Finding out your pregnant is one of the most exciting and emotional moments in a woman’s life. Giving birth to a child, is a feeling alike a inaugural moment in time. That specific day and time will always be memorable because that was the time your child was brought to life. During pregnancy there are many possible things that happen and don’t happen during in utero. During my pregnancy with my son Jack, I was so worried and scared of him having disabilities or birth defects, and possible premature birth. I not once did i think about the 7,0000 rare diseases out there.
As many of you parents know raising a healthy child is tough as it is. Can you image what it's like raising a child with a rare diseases, who’s fighting for their live? Well I can and it's an emotional and physical roller coaster ride! You become sleep deprived, paranoid, you pretty much isolate yourself from friends and family with small children for about the first 2-4 years (depending). You have doctor and therapy appointments, paperwork to fill out, phone calls to make, work (if possible), all while maintaining a sane and “normal” living for you and your child. Jack was born 36 weeks premature, he was in NICU 1 month and 3 weeks. He had a blood transfusion at less than a month old and surgery for a gastro tube and fundoplacation. He had low O2 and "noisy breathing" called Laryngomalacia. All up till 17 months of his life he was somewhat stable, still requiring O2 while asleep. His oxygen stats would drop low. But that all changed September 23, 2014; it was noon and after getting ready for the day and getting Jack ready he began falling asleep so I put his cannula on and turned on his O2 machine. He slouched down the bed and when I went up to lay him right his face was blue! I called 911 and stayed in the hospital for 3 weeks. After countless tests and ultrasounds he came out positive for Congenital Central Hypoventilation Syndrome or also know as "Ondine's curse". October 16, my mom's birthday. He got discharged from the hospital.
During our first week of Jack being at home he was required to be on his vent and O2 for 24/7. I was beyond overwhelmed!! If i needed to do anything outside our room, I simply couldn’t without the help of my grandmother watching Jack. Even my mom took days off from work to help me out. I immediately called Medically Fragile Children and was approved for 80 hours of nursing. We now have a day and night nurse. when Jack got trached he was 17 months old. So before that he lived 16 months trache free so this new device was new and foreign to him. Today Jack turned 20 months. He has had the trache for two months and has somewhat adjusted to it…well like he has a choice. I soon hope he outgrows his airway defects so he can be a possible candidate for diaphragm pacers or a bi-pap mask.

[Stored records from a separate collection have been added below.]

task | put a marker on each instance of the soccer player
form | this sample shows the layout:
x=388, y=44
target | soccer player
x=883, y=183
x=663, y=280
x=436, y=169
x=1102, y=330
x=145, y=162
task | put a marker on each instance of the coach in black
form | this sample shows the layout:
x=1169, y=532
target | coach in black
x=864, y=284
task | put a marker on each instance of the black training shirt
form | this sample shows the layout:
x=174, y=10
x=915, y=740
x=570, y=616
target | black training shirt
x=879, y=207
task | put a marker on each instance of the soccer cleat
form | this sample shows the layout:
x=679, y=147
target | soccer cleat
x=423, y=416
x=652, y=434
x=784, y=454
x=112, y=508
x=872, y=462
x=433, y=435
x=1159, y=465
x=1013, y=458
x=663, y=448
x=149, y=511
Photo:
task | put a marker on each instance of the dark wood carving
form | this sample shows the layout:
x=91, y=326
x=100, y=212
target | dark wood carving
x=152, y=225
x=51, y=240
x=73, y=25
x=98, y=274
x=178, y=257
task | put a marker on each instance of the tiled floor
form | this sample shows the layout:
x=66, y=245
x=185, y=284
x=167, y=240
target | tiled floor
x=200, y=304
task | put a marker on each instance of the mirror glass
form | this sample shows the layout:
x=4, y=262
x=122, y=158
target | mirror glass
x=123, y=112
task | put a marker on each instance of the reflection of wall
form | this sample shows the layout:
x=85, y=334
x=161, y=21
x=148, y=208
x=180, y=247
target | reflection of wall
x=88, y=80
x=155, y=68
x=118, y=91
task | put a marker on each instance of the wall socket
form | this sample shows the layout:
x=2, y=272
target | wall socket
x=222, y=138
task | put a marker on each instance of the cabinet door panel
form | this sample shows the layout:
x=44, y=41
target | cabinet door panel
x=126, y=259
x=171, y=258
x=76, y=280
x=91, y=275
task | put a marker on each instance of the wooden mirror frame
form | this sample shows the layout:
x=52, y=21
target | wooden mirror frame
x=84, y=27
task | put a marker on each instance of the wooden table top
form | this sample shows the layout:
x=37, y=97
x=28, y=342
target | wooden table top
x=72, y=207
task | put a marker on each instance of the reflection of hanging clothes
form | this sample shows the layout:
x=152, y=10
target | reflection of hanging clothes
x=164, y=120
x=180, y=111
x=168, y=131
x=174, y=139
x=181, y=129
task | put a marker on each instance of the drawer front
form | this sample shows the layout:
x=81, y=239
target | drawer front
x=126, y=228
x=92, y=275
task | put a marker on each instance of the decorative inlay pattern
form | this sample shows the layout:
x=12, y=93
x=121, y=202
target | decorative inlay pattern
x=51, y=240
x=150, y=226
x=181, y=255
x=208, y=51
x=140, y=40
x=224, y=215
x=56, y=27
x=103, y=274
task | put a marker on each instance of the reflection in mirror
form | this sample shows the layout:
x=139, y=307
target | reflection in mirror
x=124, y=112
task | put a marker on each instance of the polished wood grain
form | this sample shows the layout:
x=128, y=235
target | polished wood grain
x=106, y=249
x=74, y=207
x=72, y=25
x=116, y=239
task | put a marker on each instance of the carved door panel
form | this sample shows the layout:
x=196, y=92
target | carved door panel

In simple terms CCHS means he will require life support for the rest of his life while he sleeps. As his mother I do worry about the unknowns. I worry about the things I can’t change, but i have very high hopes for his future. Proper ventilation is key! Throughout this whole experience it has proven to me that I am a strong woman; decision making, educating, learning, adapting, and loving. I am my son’s only advocate. I sit here and ponder, life can always be worse, so we will not let one minor syndrome get in the way of enjoying the simplicity of life. Life is precious and so delicate. Us as human beings take it for granted, especially breathing. Always remember somewhere in the world there is a child fighting for their next breath.
To my dearest Jack Ian,
Baby, you may be rare but you are beyond perfect in my eyes. Momma loves you!